All 56 states and territories have been consulted by FirstNet/AT&T, but of the 23 states and territories that remain undecided, 12 states and the District of Columbia have also issued request for proposals for alternative bids. (Since this story ran, Vermont and Ohio have opted in to AT&T. As of Dec. 7, New Hampshire has announced it will opt out and contract with Rivada Networks.)

While choosing to opt in to the federal interoperable public safety network leaves states with no immediate financial risk, it also provides them with no recourse should the network buildout not be completed, and only those who can access the confidential state portal have a sense of the pricing for first responders who would have to become subscribers of AT&T in order to access some FirstNet applications and features.

“AT&T has a contract with FirstNet, but they will not enter into a contract with New Hampshire or any other state,” said John Stevens, statewide interoperability coordinator at the NH Department of Safety. “So what is being offered to the states, including New Hampshire, is a 25-year promise.”

While Stevens said he would reach out to FirstNet to address any issues, “not having a contract in place with a service provider is a concern.”

It’s also a unique situation for the New Hampshire Executive Council, whose role is to approve state government contracts.

In September 2016, the Executive Council — which then included Chris Sununu, before he won his gubernatorial bid — approved a contract with Rivada Networks, giving the company exclusive rights to build and maintain a first responder Radio Access Network, should New Hampshire opt out of FirstNet.

One of five contractors that bid in New Hampshire, Rivada had been building a plan for the Granite State since it released a request for proposal in December 2015.

All that happened before March, when the U.S. Department of the Interior awarded AT&T a $6.5 billion contract, enabling AT&T to license the Band 14 spectrum for 25 years for states that opt in.

“Spectrum grab”

When FirstNet was first envisioned, the federal request for proposal called for a dedicated network for first responders, operating on infrastructure built out to provide Band 14 coverage nationwide by a corporate entity that would maintain the network.

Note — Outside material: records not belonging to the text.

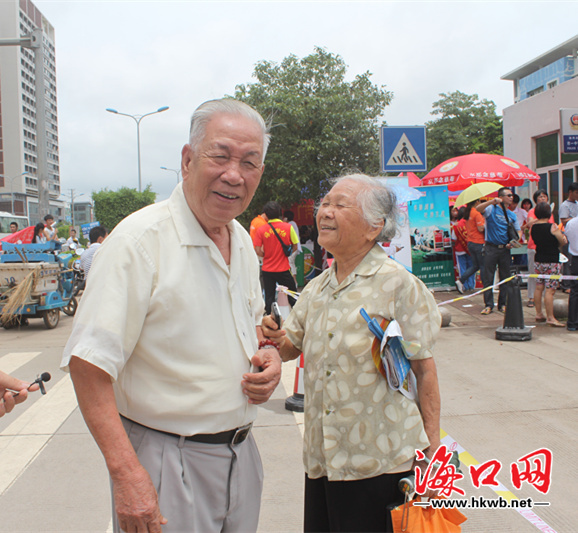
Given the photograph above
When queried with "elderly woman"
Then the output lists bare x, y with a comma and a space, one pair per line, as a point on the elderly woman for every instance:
360, 435
549, 239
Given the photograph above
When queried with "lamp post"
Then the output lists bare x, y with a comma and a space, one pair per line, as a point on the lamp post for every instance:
137, 119
12, 189
177, 172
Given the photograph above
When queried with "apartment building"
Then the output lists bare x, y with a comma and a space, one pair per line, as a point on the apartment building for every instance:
532, 125
19, 145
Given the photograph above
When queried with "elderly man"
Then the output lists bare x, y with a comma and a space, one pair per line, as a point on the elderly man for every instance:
497, 248
360, 435
165, 351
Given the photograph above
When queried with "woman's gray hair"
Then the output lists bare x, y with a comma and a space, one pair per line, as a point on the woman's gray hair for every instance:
205, 112
377, 202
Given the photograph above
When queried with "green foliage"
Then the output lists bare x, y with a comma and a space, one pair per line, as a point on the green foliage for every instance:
465, 125
63, 230
110, 207
321, 125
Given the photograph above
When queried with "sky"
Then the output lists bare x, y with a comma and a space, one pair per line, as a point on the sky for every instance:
137, 56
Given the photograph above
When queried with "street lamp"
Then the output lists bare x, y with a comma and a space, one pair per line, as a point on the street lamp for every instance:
137, 119
177, 172
12, 189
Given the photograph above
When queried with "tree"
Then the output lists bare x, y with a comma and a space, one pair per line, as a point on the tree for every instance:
466, 125
110, 207
321, 125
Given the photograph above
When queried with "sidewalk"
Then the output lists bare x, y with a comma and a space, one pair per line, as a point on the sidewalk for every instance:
500, 400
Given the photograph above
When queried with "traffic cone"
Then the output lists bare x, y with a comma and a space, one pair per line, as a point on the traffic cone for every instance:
296, 402
513, 328
283, 303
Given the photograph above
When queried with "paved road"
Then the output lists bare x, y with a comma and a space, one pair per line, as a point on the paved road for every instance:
500, 401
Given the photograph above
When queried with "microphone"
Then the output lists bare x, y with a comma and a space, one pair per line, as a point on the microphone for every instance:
45, 376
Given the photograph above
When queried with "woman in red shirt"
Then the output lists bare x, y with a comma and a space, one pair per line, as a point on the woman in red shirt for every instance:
539, 196
475, 226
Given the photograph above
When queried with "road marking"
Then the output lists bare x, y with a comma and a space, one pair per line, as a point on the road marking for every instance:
11, 362
25, 438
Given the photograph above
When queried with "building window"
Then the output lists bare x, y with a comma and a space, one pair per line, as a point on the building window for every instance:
536, 91
547, 150
567, 179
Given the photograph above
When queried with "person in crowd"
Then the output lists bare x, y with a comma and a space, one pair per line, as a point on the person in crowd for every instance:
275, 269
571, 231
256, 223
548, 239
72, 238
541, 195
39, 236
498, 245
526, 204
50, 231
568, 210
475, 228
9, 386
569, 207
463, 258
360, 435
520, 213
289, 217
96, 237
453, 215
166, 343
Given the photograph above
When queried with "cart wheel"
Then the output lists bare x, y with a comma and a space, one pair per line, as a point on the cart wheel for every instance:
70, 309
51, 318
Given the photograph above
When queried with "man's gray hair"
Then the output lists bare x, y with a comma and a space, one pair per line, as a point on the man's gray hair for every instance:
377, 202
205, 112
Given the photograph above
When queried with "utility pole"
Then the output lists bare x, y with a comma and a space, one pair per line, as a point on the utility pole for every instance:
72, 206
34, 41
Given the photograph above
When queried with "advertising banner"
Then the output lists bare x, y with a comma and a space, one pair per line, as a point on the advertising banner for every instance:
431, 245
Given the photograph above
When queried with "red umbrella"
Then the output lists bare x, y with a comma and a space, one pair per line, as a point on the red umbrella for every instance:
23, 236
458, 173
412, 179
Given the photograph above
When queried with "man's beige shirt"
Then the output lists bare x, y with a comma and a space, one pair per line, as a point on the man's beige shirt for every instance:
171, 322
356, 427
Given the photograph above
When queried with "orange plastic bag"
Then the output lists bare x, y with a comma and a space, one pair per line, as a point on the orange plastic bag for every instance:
408, 518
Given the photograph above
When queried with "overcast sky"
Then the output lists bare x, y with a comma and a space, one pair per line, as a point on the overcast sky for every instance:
137, 56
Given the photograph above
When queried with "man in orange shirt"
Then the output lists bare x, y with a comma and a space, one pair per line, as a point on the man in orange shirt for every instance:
275, 263
475, 226
256, 223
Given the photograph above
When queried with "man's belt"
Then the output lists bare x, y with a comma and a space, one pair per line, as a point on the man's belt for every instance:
232, 436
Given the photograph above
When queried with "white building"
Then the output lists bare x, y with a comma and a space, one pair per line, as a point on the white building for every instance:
532, 133
18, 135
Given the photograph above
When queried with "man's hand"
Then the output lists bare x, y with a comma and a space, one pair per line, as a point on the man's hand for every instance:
136, 503
7, 399
259, 386
271, 330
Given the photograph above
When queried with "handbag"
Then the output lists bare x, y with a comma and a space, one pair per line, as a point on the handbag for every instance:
513, 237
287, 248
408, 518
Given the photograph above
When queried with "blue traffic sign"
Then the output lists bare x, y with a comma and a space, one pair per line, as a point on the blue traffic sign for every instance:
403, 148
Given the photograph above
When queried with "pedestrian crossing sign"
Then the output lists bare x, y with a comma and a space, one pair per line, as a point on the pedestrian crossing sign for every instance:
403, 149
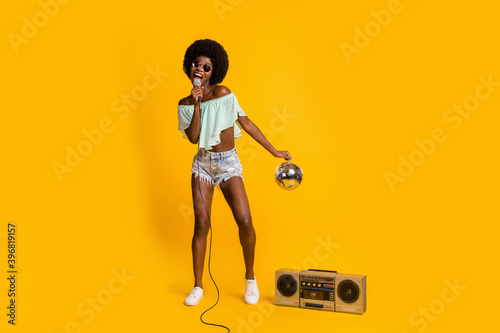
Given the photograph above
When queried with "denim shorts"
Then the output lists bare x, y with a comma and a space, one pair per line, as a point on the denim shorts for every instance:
217, 167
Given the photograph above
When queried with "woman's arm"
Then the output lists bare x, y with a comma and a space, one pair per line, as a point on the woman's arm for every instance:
257, 135
193, 131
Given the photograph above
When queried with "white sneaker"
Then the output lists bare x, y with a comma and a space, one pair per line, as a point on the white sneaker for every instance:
194, 297
251, 292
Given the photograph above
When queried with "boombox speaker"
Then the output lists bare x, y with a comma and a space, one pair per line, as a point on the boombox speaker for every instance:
287, 287
350, 295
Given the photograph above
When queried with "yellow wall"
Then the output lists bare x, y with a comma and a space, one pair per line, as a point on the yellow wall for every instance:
354, 90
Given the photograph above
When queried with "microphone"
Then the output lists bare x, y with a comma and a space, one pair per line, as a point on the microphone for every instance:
197, 83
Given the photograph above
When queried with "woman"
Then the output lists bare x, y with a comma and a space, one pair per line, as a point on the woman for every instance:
217, 162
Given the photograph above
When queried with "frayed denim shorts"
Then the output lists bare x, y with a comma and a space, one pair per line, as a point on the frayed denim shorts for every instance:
217, 167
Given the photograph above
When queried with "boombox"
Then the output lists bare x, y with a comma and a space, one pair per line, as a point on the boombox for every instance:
321, 290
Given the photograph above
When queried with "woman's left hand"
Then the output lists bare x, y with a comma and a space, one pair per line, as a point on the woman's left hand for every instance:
283, 154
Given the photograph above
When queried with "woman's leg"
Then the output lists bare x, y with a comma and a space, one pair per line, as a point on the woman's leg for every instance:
201, 225
236, 197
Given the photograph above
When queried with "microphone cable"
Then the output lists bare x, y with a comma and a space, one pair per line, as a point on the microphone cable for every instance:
210, 247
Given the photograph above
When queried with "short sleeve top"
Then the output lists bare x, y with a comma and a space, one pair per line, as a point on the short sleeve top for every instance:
216, 115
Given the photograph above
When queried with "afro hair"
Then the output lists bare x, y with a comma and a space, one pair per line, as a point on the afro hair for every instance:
213, 50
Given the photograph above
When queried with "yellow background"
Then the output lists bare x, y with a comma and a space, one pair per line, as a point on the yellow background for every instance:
127, 205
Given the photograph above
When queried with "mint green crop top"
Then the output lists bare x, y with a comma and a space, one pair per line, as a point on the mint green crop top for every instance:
216, 115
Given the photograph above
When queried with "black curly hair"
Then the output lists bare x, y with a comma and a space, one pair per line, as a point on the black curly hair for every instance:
213, 50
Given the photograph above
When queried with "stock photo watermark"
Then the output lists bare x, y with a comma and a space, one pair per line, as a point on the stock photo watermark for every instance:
454, 117
30, 27
425, 315
88, 310
223, 6
12, 271
363, 37
94, 137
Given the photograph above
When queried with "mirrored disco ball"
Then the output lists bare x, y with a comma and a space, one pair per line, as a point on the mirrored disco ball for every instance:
288, 175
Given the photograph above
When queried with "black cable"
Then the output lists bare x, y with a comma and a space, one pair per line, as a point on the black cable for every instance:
210, 248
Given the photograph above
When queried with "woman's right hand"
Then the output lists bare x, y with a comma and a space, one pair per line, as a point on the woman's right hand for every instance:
197, 92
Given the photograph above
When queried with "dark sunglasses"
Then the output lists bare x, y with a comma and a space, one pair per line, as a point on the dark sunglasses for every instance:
207, 68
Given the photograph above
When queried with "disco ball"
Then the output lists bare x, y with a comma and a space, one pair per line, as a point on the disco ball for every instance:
288, 176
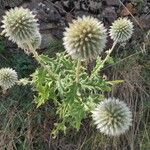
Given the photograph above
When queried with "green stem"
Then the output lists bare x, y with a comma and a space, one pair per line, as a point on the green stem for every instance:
78, 70
108, 54
106, 58
40, 61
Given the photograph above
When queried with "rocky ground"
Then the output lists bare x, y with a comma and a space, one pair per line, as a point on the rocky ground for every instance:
54, 15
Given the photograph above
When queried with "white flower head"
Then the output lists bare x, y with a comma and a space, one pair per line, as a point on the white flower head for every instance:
121, 30
112, 117
35, 42
8, 78
19, 24
85, 38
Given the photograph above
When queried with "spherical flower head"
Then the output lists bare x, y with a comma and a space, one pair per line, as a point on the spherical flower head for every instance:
121, 30
112, 117
8, 78
85, 38
35, 42
19, 24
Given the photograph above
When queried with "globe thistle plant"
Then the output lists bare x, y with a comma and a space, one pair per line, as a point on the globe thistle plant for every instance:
35, 42
19, 24
8, 78
121, 30
112, 117
85, 38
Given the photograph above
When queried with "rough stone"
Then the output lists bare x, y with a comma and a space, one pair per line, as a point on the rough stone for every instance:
4, 4
112, 2
46, 39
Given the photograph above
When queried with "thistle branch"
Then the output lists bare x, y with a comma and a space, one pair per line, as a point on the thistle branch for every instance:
78, 70
40, 61
103, 62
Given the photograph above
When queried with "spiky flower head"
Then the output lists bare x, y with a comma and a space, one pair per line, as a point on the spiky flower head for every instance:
8, 78
19, 24
121, 30
85, 38
112, 117
35, 42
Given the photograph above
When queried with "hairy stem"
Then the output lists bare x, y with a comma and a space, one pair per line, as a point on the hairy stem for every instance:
78, 71
40, 61
103, 62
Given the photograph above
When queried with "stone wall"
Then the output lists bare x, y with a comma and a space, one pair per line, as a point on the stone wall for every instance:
54, 15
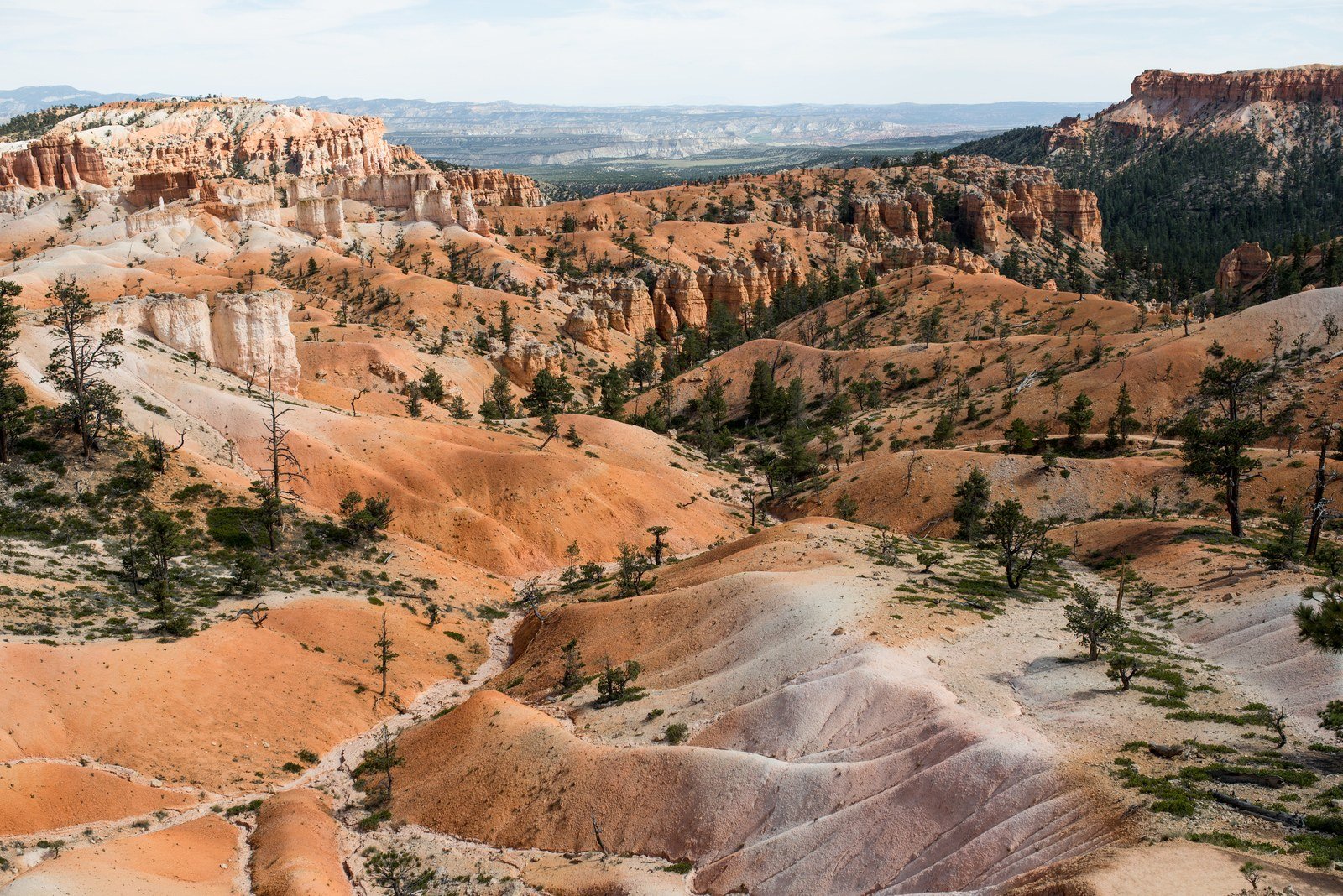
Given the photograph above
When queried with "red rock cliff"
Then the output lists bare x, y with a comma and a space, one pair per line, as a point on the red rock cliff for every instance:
1303, 83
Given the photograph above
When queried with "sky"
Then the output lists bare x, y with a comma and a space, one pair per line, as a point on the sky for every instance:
653, 51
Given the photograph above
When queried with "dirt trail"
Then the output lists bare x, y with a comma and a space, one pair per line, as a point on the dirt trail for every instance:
331, 773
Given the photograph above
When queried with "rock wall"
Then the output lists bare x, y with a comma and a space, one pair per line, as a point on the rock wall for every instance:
525, 358
238, 201
1025, 206
434, 206
492, 187
387, 190
152, 188
320, 216
1244, 264
252, 334
604, 305
55, 161
243, 333
1302, 83
901, 215
154, 217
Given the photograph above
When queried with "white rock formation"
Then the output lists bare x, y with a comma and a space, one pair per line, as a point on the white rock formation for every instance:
245, 333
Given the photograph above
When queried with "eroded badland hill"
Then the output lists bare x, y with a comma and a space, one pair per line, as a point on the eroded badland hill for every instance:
374, 524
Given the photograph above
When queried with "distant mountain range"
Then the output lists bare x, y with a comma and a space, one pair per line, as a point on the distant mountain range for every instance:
26, 100
517, 134
510, 134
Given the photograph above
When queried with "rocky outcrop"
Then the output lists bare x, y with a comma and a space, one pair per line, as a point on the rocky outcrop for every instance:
606, 305
295, 847
246, 334
1296, 85
677, 300
434, 206
469, 217
237, 201
154, 188
154, 217
386, 190
492, 187
1244, 264
1282, 107
821, 216
525, 358
13, 199
252, 336
901, 215
111, 145
740, 282
320, 216
55, 161
994, 216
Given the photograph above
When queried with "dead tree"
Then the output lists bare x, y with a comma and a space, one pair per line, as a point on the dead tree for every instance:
257, 615
284, 467
1323, 479
597, 832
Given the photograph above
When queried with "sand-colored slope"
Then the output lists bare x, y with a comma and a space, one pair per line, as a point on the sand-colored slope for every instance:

But that vision changed, according to Don Brittingham, vice president of public policy at Verizon, which chose not to bid on the FirstNet proposal.

FirstNet “decided a commercial network was a better way to address these [coverage] issues, which I think is correct. The cost of building a network solely for first responders would be expensive, so they chose a commercial solution,” said Brittingham.

With the FirstNet contract, AT&T will license Band 14 for the next 25 years for opt in states. (Band 14 is a 20-megahertz section of broadcast spectrum that provides good coverage in both urban and rural areas as well as penetration into buildings.)

AT&T plans to build out Band 14 in areas where it does not have existing service, but where Band 14 does not get deployed, public safety will operate on AT&T’s commercial network, said AT&T spokesperson Kate MacKinnon.

The shift from a hardened network that utilized Band 14 exclusively for public safety — as called for in the federal request for proposal — to AT&T’s plan to incorporate its existing, non-hardened commercial network, raises questions regarding AT&T’s original intent when applying for the bid.

A former U.S. Department of Commerce official described AT&T’s FirstNet contract to NH Business Review as a “spectrum grab,” and “for a great price too.”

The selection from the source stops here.